I did attend Pulmonary Rehab and found it very helpful. I experience a lot of SOB and during rehab they determined that when I am excercising I need to utilize oxygen to keep my saturation levels up. I have been out of rehab for about 6 weeks and am still going to the gym and utilizing the treadmill 3 times a week and am up to doing 2 miles. I am not sure the excersie is increasing my lung function but am trying to convince myself that it will enable me to retain what I have left. I also believe it helps to keep ones immunes system up and I did not get a cold this winter for the first time in years.
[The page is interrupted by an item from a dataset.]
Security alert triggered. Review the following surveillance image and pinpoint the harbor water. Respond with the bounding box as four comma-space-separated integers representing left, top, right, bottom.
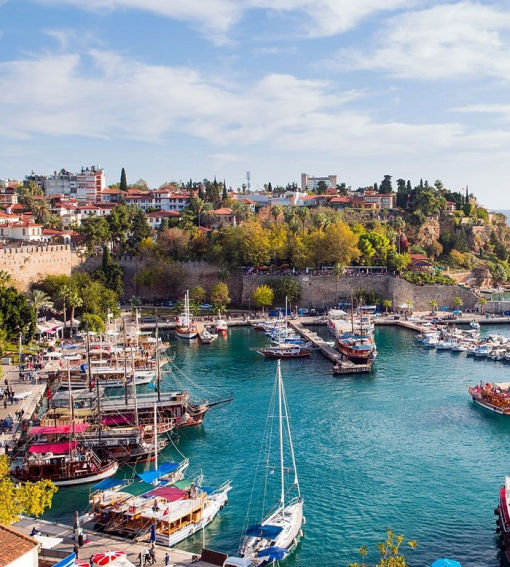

Upon seeing this post I had to read it. My cancer was deemed "inoperable" so I received 35 radiations and chemo. I was beginning to worry before my last PET scan that the beast had returned because of numbness/tingling/pain that is basically constant from my right axillary and my right breast. My onc said that it could be caused by the radiation treatments and the nerves and muscles on the inside that were damaged. So even though I did not undergo surgery I still deal with the discomfort. I also can not find a bra that is comfortable becuase it cuts right across the most sensitive area. I went to Wal-Mart yeterday and bought some undershirts like the ones my dad used to wear and I will wear that under my tshirts etc. so far it is working fine and the arm hole is loose enough to not cut into me. I love this forum.

Connie glad you posted he was and will reamin one of my Heroes. Let us help you if there is anyway that we can. We have a lots of ears, big hearts and strong shoulders.

Nothing I can say that has not already been said Grace. I despised finding this post under this forum. Take care of you and the girls and know that Carlton is in a much better place.